Welcome to 'Brutish Columbia' - An incredible op-ed from the Vancouver Sun

BearShare.pngWhen this project launched last Fall, Forestry Minister Steve Thomson adamantly defended British Columbia's trophy hunting industry and its contribution to the economic wellbeing of the province. Last week, he had to provide the real numbers to back those statements up. Unsurprisingly, they're not all that impressive.

While it's true that the hunting industry may provide up to $350 million annually in revenue for British Columbia, the tiny trophy hunting industry contributes only a fraction of that whole - $414,000 or about 0.11% of the total. 

Stephen Hume uses this figure as the jumping off point for his latest op-ed in the Vancouver Sun. By far, it is his most devastating to date. Here's an excerpt:

"Suggest that this barbarous practice has outlived any economic rationale and government ministers froth cheerily about the $350 million that hunting contributes to the provincial economy every year and how vitally important trophy hunting is in preserving tradition.

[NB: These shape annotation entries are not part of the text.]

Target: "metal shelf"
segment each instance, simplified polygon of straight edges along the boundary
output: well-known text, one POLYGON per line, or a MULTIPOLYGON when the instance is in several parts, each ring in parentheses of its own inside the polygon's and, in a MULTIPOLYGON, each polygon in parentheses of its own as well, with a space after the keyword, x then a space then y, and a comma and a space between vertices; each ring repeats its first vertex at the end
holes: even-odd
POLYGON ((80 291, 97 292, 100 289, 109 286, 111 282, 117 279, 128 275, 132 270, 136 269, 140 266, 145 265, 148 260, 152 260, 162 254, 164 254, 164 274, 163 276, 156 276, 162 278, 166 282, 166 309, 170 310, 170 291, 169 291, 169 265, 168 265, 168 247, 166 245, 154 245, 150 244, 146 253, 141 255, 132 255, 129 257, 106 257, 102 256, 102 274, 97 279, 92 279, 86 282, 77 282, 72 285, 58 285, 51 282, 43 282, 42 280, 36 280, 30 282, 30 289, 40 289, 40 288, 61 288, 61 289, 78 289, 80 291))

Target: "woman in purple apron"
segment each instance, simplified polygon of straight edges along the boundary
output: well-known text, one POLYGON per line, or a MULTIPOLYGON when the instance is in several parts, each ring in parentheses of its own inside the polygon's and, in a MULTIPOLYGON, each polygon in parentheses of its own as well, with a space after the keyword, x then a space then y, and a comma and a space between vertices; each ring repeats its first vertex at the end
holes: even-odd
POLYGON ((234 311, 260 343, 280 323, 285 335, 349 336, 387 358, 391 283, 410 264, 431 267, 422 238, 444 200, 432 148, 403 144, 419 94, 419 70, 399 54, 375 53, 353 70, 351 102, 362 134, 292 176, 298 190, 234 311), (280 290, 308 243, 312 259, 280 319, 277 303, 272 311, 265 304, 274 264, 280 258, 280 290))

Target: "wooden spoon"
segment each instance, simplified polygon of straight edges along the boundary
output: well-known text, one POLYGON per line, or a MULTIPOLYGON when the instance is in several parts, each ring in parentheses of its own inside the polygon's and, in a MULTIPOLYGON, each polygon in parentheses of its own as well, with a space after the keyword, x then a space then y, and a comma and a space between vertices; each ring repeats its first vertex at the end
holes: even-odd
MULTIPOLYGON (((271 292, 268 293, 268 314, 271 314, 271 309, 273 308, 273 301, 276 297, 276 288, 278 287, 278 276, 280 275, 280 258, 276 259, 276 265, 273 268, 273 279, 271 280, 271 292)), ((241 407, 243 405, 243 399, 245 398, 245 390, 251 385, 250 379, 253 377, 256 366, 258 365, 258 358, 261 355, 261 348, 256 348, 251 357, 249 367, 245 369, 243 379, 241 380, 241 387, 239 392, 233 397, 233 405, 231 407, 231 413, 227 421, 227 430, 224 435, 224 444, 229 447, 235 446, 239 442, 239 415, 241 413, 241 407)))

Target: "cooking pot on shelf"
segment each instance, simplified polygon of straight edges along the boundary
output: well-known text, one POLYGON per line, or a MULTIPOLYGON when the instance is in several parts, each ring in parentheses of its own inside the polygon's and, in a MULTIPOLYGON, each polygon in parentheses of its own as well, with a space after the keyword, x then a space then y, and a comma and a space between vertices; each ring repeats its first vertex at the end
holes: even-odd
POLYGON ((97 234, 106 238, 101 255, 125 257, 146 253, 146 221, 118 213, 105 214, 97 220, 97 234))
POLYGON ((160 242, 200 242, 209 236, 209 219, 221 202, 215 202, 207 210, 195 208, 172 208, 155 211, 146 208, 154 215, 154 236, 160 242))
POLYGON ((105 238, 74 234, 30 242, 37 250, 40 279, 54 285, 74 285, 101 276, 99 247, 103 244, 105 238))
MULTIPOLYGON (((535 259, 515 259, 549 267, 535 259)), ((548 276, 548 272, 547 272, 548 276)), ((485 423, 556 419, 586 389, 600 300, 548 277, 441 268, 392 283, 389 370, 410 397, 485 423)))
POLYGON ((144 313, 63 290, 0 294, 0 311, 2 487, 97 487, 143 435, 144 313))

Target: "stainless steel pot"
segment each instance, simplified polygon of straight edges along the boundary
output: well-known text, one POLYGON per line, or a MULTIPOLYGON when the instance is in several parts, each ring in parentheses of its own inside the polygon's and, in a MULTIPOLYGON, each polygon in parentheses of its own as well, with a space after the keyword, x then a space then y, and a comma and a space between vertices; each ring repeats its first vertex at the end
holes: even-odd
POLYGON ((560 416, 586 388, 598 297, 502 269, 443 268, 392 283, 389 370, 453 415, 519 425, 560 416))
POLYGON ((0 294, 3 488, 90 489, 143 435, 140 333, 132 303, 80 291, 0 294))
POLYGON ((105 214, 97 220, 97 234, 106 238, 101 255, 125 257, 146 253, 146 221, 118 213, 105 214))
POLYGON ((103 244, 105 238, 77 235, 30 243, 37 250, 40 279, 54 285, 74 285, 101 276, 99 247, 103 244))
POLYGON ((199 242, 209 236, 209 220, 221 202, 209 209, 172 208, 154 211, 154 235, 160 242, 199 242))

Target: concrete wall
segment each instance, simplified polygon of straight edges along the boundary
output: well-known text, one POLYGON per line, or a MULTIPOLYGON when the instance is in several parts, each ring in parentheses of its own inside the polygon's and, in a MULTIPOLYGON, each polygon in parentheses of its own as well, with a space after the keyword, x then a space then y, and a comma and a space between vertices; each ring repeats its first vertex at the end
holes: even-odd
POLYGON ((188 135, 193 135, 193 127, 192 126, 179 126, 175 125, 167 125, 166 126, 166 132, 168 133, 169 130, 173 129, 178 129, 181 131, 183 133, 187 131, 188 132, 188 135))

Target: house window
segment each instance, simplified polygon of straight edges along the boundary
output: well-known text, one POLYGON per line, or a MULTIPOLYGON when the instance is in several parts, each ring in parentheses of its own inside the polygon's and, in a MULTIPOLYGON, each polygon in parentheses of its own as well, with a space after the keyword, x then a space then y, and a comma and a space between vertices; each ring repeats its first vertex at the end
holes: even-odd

That was the line that environment minister Steve Thomson took last September. He was quoted citing that figure by The Canadian Press. But last week, caught in the headlights of a legislative committee examining budget estimates, he sang a different song, one that had a lot fewer zerosin it.

How much direct revenue does the province actually earn from allowing trophy hunters to go out and kill grizzlies for the pleasure of posing with their corpses for photos?

Why, it’s $414,000, not $350 million.

Considered another way, the trophy hunt for grizzlies contributes about half as much to the economy as the government apportions to 19 cabinet ministers and their deputy ministers and assistant deputy ministers as an executive car allowance.

And put even more succinctly, the province’s payback from trophy hunting among vulnerable grizzly bear populations amounts to 0.001 per cent of total provincial revenue."

Read the whole piece at the Vancouver Sun, and then share it with your networks.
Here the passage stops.